The Russell 2000 small-cap index should be renamed the Don’t Do It.
I’d rather diversify into betting pickleball on FanDuel."On a more serious note...
Valuations are the strongest predictors of small-cap returns.
Free cash flow and dividends are better predictors of small-cap performance than earnings growth rates.
Historically, small-caps have outperformed during episodes of stagflation.
More than a third of companies in the Russell 2000 are unprofitable
while the tally for S&P SmallCap 600 companies is only 9%.
Over the past decade, investors made 108% in the Vanguard S&P Small-Cap 600 ETf
vs. 90% in the iShares Russell 2000 ETf and 236% in the SPDR S&P 500 ETf.

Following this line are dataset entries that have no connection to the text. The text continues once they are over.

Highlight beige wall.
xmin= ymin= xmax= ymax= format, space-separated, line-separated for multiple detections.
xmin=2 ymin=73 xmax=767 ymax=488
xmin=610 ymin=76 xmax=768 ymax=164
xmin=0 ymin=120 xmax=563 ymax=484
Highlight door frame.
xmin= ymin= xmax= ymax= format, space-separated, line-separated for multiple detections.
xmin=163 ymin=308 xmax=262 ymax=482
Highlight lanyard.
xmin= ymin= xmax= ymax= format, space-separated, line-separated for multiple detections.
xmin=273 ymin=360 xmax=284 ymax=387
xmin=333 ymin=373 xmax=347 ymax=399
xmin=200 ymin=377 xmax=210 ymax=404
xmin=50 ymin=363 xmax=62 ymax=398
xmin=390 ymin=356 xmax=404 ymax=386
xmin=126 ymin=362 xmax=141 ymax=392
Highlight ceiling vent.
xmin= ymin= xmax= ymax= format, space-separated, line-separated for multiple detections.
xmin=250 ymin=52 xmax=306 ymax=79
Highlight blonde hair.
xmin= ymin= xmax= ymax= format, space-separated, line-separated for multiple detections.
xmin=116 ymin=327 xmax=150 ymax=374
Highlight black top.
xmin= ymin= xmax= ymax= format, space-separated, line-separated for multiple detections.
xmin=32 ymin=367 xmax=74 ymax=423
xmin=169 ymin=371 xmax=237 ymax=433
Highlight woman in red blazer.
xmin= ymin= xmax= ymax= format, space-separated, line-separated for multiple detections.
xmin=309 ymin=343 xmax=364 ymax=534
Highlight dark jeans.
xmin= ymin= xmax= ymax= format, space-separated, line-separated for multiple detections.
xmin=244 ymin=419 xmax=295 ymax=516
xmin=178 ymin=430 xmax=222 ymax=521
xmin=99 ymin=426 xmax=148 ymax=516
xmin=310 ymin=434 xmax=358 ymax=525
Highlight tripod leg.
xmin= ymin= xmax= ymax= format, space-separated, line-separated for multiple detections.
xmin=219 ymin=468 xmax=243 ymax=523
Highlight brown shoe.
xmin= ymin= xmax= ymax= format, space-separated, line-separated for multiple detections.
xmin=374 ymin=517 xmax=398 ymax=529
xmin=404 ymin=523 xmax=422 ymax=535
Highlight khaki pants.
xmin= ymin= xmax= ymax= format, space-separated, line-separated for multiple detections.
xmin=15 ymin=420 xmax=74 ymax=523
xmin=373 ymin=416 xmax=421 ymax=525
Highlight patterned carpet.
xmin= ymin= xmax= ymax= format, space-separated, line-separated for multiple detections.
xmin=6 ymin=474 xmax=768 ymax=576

"BofA takes all of this to mean that small-cap quality has bottomed
and begun to improve, and that AI can pay off for small companies, too.
In the debate between 'small-caps are due' and 'small-caps are dead,'
the bank reckons the truth is somewhere in the middle,
and that small-caps are a good diversifier, with better stock-picking opportunities than large-caps."The author mentions several small-cap funds and individual stocks to consider.
https://www.msn.com/en-us/money/topstocks/small-cap-stocks-are-underloved-why-their-time-may-be-coming/ar-AA1GewXj
Comments
Whether you're in larger, or smaller, caps, I think there are better options than cap-weighting everything hanging on to a market listing.
I smiled at the reference to dial-ups. It's not hard to find sites on the internet that will play the sound for you if you're nostalgic.
keep in mind the R2000 may be representative of companies of that mkt size, but not reprentative of how one should invest. more so than most american indices, it has a high % of current and historically unprofitable companies.
probably the best example of why any mkt cap weight index makes little fundamental sense.
IWM is OK for benchmarking. Many funds use it because it may be easier to beat.
Not sure I will ever wade back in. Can we even predict how tariffs will impact small caps?
If you're a believer there's a fund for that - CALF. I used it awhile back probably when there was another banging of the drums for small-caps but am currently out.